Cour de justice de l’Union européenne, le 4 mai 2017, n°C-699/15

La Cour de justice de l’Union européenne, par un arrêt du 4 mai 2017, précise le régime des exonérations fiscales applicables aux établissements d’enseignement. Un institut de formation supérieure permettait à ses étudiants d’acquérir des compétences pratiques en exploitant un restaurant et en produisant des spectacles ouverts au public. Ces prestations étaient facturées à un tarif réduit représentant environ quatre-vingts pour cent du coût réel et s’adressaient exclusivement à un public restreint.

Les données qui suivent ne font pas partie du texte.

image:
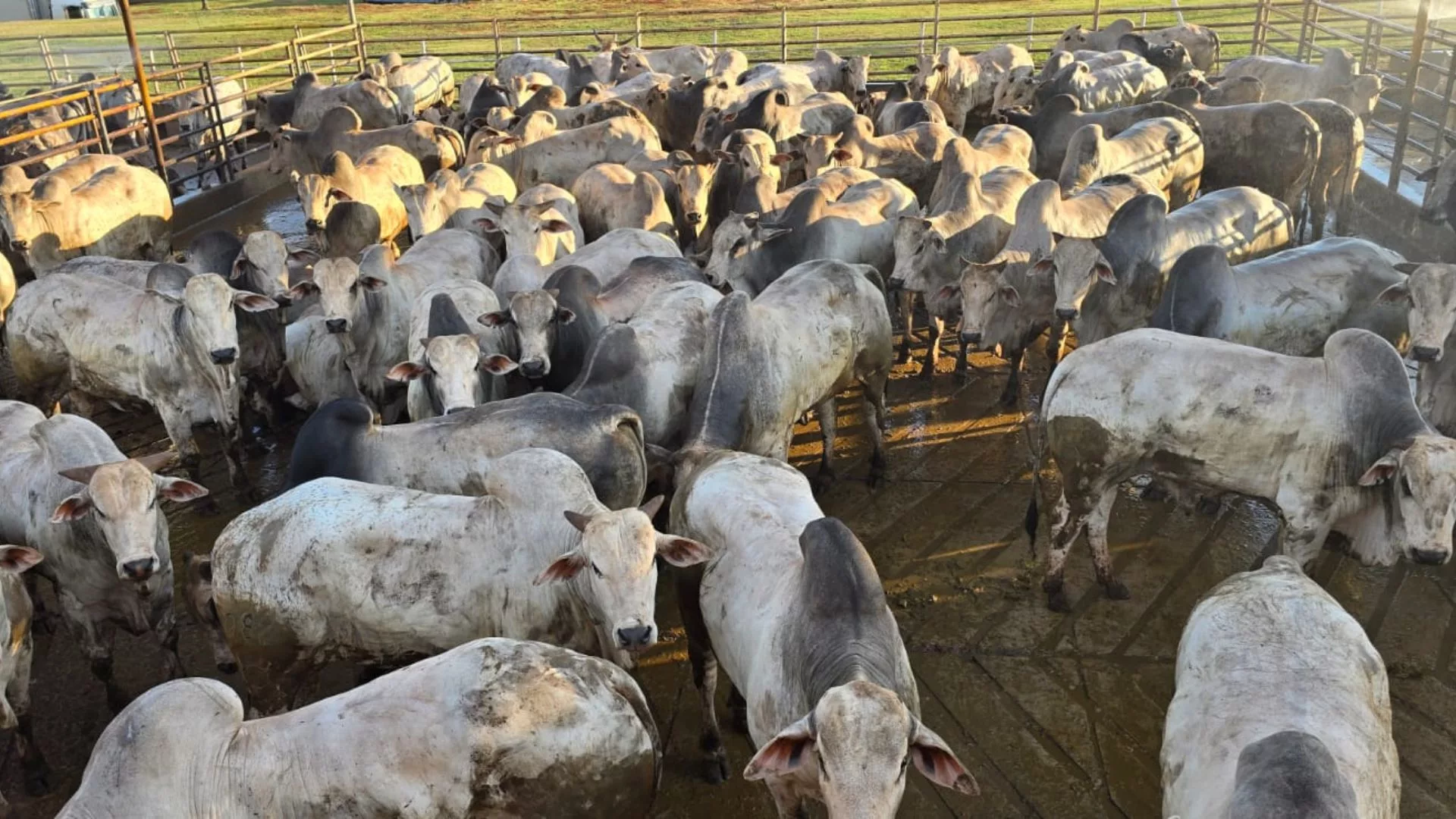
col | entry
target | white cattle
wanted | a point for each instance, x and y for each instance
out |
(175, 352)
(792, 610)
(1277, 684)
(446, 736)
(1289, 302)
(1253, 423)
(369, 303)
(123, 212)
(536, 557)
(1164, 150)
(92, 513)
(607, 259)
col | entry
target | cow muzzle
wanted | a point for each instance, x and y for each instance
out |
(1430, 557)
(137, 570)
(635, 639)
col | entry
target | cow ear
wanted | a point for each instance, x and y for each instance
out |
(783, 754)
(682, 551)
(18, 558)
(497, 365)
(254, 302)
(940, 764)
(565, 567)
(180, 490)
(303, 290)
(73, 507)
(1383, 469)
(405, 372)
(1397, 293)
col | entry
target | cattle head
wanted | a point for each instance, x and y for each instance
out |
(855, 76)
(536, 318)
(121, 502)
(1421, 479)
(734, 241)
(987, 302)
(693, 181)
(197, 589)
(262, 265)
(1076, 265)
(343, 292)
(615, 569)
(15, 605)
(530, 231)
(858, 742)
(1430, 293)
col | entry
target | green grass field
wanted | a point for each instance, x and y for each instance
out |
(466, 34)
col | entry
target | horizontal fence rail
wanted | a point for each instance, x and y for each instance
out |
(83, 85)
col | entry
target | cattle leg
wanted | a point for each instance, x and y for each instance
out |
(827, 413)
(1072, 516)
(1097, 541)
(1012, 379)
(705, 670)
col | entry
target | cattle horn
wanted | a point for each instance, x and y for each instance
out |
(156, 461)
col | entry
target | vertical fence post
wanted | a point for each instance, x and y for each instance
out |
(1402, 130)
(102, 137)
(935, 30)
(224, 168)
(783, 34)
(46, 57)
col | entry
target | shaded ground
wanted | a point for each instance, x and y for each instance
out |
(1056, 716)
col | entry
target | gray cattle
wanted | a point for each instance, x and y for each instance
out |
(1257, 425)
(69, 493)
(794, 611)
(1272, 146)
(1288, 708)
(453, 453)
(436, 738)
(555, 325)
(1286, 303)
(750, 253)
(1116, 286)
(795, 347)
(653, 362)
(1341, 152)
(1337, 77)
(306, 102)
(174, 350)
(507, 563)
(1053, 124)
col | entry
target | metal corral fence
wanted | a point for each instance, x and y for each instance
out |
(1410, 130)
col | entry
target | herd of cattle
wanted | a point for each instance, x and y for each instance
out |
(628, 276)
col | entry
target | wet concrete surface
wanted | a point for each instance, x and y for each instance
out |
(1056, 716)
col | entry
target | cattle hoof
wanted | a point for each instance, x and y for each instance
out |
(1057, 602)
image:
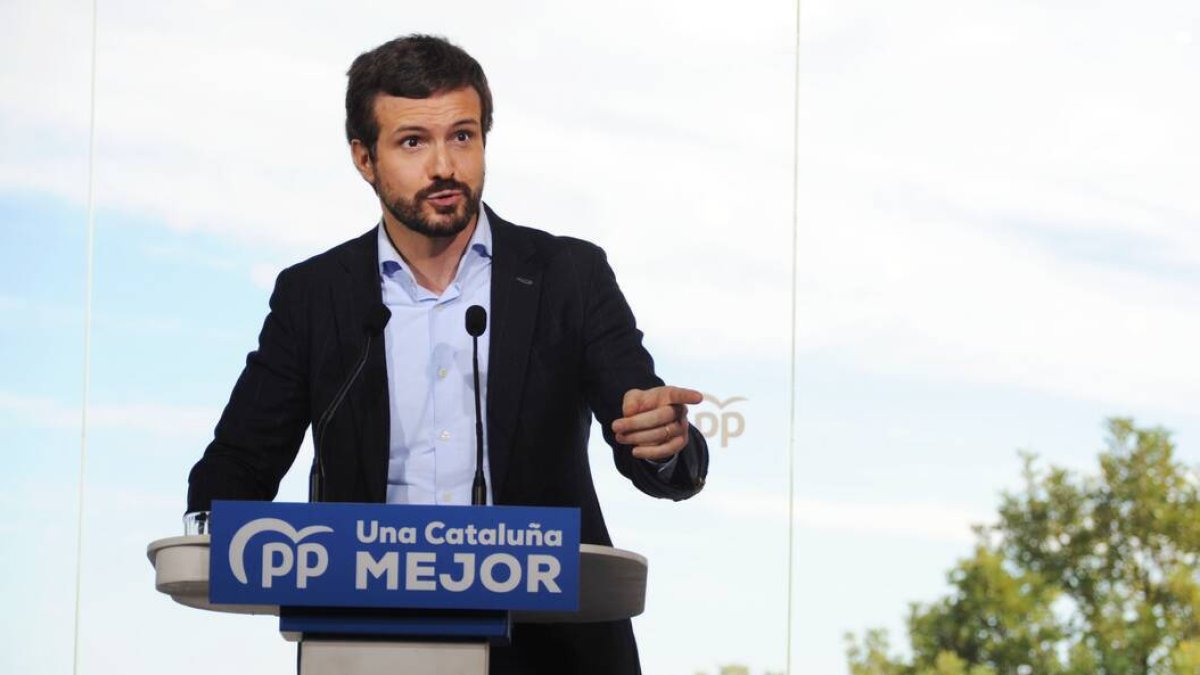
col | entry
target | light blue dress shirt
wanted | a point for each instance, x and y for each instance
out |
(430, 378)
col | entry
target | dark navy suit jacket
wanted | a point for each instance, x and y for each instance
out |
(564, 346)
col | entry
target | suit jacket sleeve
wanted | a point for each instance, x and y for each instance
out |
(615, 362)
(259, 432)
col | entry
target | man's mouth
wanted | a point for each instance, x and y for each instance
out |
(444, 197)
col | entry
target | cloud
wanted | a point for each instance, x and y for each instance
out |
(155, 419)
(952, 160)
(929, 520)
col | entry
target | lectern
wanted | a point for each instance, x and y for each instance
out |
(384, 589)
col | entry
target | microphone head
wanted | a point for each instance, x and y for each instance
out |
(377, 318)
(477, 321)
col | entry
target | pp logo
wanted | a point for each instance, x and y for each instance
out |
(726, 424)
(307, 559)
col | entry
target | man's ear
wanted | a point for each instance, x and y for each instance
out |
(361, 156)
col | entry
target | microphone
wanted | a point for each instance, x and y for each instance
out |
(477, 322)
(377, 318)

L’administration fiscale nationale ayant refusé l’exonération de la taxe sur la valeur ajoutée, le litige fut porté devant les juridictions de première instance et d’appel. La Court of Appeal d’Angleterre et du pays de Galles a saisi la juridiction européenne d’une question préjudicielle par une ordonnance du 2 décembre 2015. Les juges devaient déterminer si ces services de restauration et de divertissement constituaient des opérations « étroitement liées » à l’enseignement au sens de la directive. La Cour de justice affirme que de telles activités sont exonérées dès lors qu’elles s’avèrent indispensables à la formation sans générer de concurrence commerciale déloyale. L’examen de la qualification juridique de ces prestations accessoires précédera l’analyse des conditions relatives à la préservation de la neutralité du système commun de taxe.

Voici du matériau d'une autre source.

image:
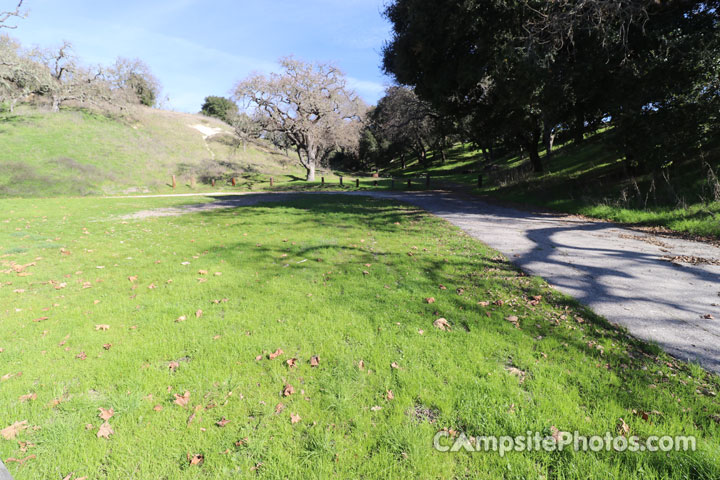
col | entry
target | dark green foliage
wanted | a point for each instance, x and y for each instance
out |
(220, 107)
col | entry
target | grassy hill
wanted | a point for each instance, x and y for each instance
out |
(76, 152)
(590, 179)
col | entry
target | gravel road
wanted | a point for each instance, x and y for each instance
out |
(664, 290)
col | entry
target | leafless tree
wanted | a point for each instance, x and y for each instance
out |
(72, 81)
(7, 15)
(19, 75)
(310, 104)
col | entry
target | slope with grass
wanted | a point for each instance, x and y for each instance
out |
(590, 179)
(77, 152)
(196, 336)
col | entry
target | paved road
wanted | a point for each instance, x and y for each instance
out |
(619, 273)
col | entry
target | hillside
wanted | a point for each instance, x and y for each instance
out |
(591, 179)
(76, 152)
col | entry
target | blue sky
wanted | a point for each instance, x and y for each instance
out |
(198, 48)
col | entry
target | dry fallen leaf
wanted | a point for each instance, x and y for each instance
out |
(9, 433)
(106, 414)
(442, 324)
(182, 400)
(276, 354)
(105, 431)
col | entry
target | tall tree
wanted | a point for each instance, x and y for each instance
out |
(310, 104)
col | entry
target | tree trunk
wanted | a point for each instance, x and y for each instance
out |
(310, 172)
(579, 130)
(531, 145)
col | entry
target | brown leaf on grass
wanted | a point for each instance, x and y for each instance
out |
(442, 324)
(288, 390)
(183, 399)
(105, 431)
(106, 414)
(21, 461)
(517, 372)
(275, 354)
(9, 433)
(514, 320)
(623, 428)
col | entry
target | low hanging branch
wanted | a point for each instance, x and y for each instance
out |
(5, 16)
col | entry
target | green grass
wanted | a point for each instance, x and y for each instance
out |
(77, 152)
(590, 180)
(293, 276)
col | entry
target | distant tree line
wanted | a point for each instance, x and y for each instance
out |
(55, 77)
(518, 73)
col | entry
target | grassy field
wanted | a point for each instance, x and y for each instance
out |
(297, 341)
(76, 152)
(590, 180)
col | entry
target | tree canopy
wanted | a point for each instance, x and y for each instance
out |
(310, 104)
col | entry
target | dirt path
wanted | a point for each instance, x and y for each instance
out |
(663, 290)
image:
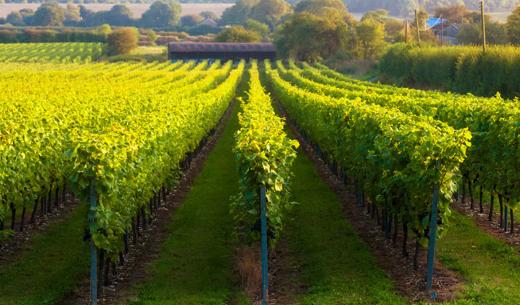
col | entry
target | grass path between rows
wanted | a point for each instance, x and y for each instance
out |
(336, 266)
(488, 265)
(196, 261)
(50, 266)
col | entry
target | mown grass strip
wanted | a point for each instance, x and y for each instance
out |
(337, 267)
(489, 266)
(196, 261)
(51, 265)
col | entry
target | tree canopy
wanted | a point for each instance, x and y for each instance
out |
(49, 14)
(305, 36)
(162, 14)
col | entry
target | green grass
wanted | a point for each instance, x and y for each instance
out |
(489, 266)
(336, 266)
(51, 265)
(196, 264)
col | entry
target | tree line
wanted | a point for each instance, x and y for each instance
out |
(321, 29)
(161, 14)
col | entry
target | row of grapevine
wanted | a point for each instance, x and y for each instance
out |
(124, 127)
(66, 52)
(397, 159)
(493, 159)
(264, 155)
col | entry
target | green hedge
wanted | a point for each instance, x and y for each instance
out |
(459, 69)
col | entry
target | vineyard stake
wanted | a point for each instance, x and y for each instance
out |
(433, 236)
(93, 251)
(263, 221)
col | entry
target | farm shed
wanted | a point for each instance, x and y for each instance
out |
(220, 50)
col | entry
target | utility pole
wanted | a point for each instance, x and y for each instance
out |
(483, 21)
(417, 26)
(442, 32)
(406, 26)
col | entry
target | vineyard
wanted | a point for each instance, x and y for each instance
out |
(230, 182)
(51, 52)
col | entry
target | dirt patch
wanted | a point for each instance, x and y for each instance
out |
(284, 282)
(147, 248)
(409, 281)
(491, 227)
(11, 248)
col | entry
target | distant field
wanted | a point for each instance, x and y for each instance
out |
(136, 9)
(500, 16)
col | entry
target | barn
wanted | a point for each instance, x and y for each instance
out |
(220, 50)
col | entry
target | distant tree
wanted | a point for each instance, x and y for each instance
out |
(84, 12)
(122, 41)
(305, 36)
(325, 8)
(238, 33)
(513, 26)
(104, 29)
(257, 26)
(209, 15)
(72, 14)
(49, 14)
(238, 13)
(15, 18)
(422, 16)
(469, 34)
(150, 34)
(453, 13)
(371, 39)
(377, 15)
(270, 12)
(191, 20)
(162, 14)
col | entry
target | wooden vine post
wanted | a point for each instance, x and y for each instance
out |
(263, 222)
(93, 250)
(417, 27)
(432, 239)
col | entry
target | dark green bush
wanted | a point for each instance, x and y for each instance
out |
(460, 69)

I. L’identification du caractère accessoire des prestations fournies

A. Une prestation subordonnée à l’enseignement principal

La directive européenne prévoit l’exonération des services « étroitement liés » à l’enseignement s’ils sont effectués par des organismes de droit public ou reconnus comparables. L’opération est accessoire lorsqu’elle constitue « non pas une fin en soi, mais le moyen de bénéficier dans les meilleures conditions du service principal ». Les étudiants participaient activement à la préparation des repas et aux représentations artistiques afin de parfaire leur apprentissage théorique par une mise en situation concrète. L’analyse de cette subordination fonctionnelle appelle une vérification de la nécessité de ces exercices pour assurer la qualité de la formation dispensée par l’institut.

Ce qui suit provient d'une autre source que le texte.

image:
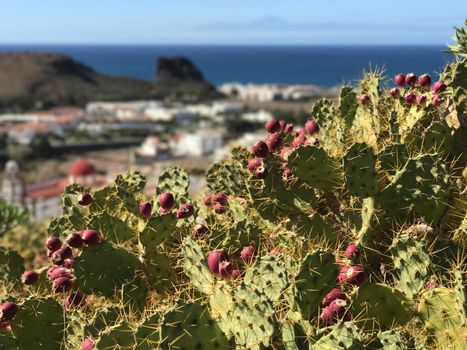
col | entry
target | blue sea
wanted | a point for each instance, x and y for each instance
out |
(325, 66)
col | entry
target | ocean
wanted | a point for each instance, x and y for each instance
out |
(325, 66)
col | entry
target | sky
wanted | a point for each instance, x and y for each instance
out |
(255, 22)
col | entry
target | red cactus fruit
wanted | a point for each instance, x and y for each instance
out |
(410, 79)
(62, 284)
(29, 277)
(74, 300)
(145, 208)
(88, 344)
(84, 198)
(185, 211)
(352, 274)
(248, 254)
(53, 244)
(225, 269)
(299, 141)
(220, 198)
(215, 258)
(207, 200)
(365, 100)
(334, 294)
(8, 310)
(394, 92)
(166, 200)
(438, 87)
(274, 142)
(424, 81)
(260, 149)
(75, 240)
(410, 98)
(91, 237)
(272, 126)
(311, 127)
(352, 252)
(199, 230)
(399, 79)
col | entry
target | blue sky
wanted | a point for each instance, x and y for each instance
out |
(230, 22)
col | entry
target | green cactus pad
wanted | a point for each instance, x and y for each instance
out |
(39, 324)
(359, 170)
(380, 303)
(411, 263)
(117, 337)
(268, 274)
(313, 166)
(190, 326)
(316, 277)
(196, 266)
(104, 268)
(341, 336)
(157, 230)
(422, 184)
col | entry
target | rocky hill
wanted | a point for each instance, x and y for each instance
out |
(29, 80)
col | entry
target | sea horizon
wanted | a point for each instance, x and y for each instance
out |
(321, 65)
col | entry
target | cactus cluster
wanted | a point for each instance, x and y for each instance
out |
(347, 233)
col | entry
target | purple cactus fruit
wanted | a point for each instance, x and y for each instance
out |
(410, 98)
(215, 258)
(438, 87)
(436, 100)
(91, 237)
(166, 200)
(29, 277)
(236, 274)
(185, 211)
(74, 300)
(8, 310)
(410, 79)
(225, 269)
(62, 284)
(220, 198)
(285, 153)
(219, 208)
(394, 92)
(399, 79)
(424, 81)
(354, 275)
(260, 149)
(272, 126)
(75, 240)
(299, 141)
(334, 311)
(288, 128)
(254, 163)
(421, 100)
(207, 200)
(247, 255)
(84, 198)
(334, 294)
(365, 99)
(282, 124)
(88, 344)
(352, 252)
(53, 244)
(311, 127)
(199, 230)
(145, 208)
(274, 142)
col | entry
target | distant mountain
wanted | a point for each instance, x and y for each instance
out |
(29, 80)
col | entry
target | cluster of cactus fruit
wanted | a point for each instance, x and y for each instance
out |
(348, 233)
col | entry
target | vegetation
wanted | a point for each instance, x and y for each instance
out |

B. La nécessité pédagogique du cadre pratique

La Cour rappelle que les services doivent être « indispensables à l’accomplissement des opérations exonérées » pour bénéficier de l’exemption de la taxe sur la valeur ajoutée. Sans le concours de cette pratique professionnelle, la valeur de l’enseignement serait manifestement inférieure sans offrir une « valeur équivalente » aux exigences de la formation diplômante. L’enseignement théorique se trouve ainsi indissociable des volets pratiques qui permettent aux étudiants d’acquérir les réflexes nécessaires à l’exercice futur de leurs métiers d’art. La juridiction européenne valide ce lien de nécessité en constatant que l’absence de ces prestations priverait les étudiants d’une part substantielle de la qualité de leur cursus. Cette reconnaissance du caractère indispensable des travaux pratiques permet d’envisager les limites imposées par le respect de la concurrence entre les opérateurs économiques du marché intérieur.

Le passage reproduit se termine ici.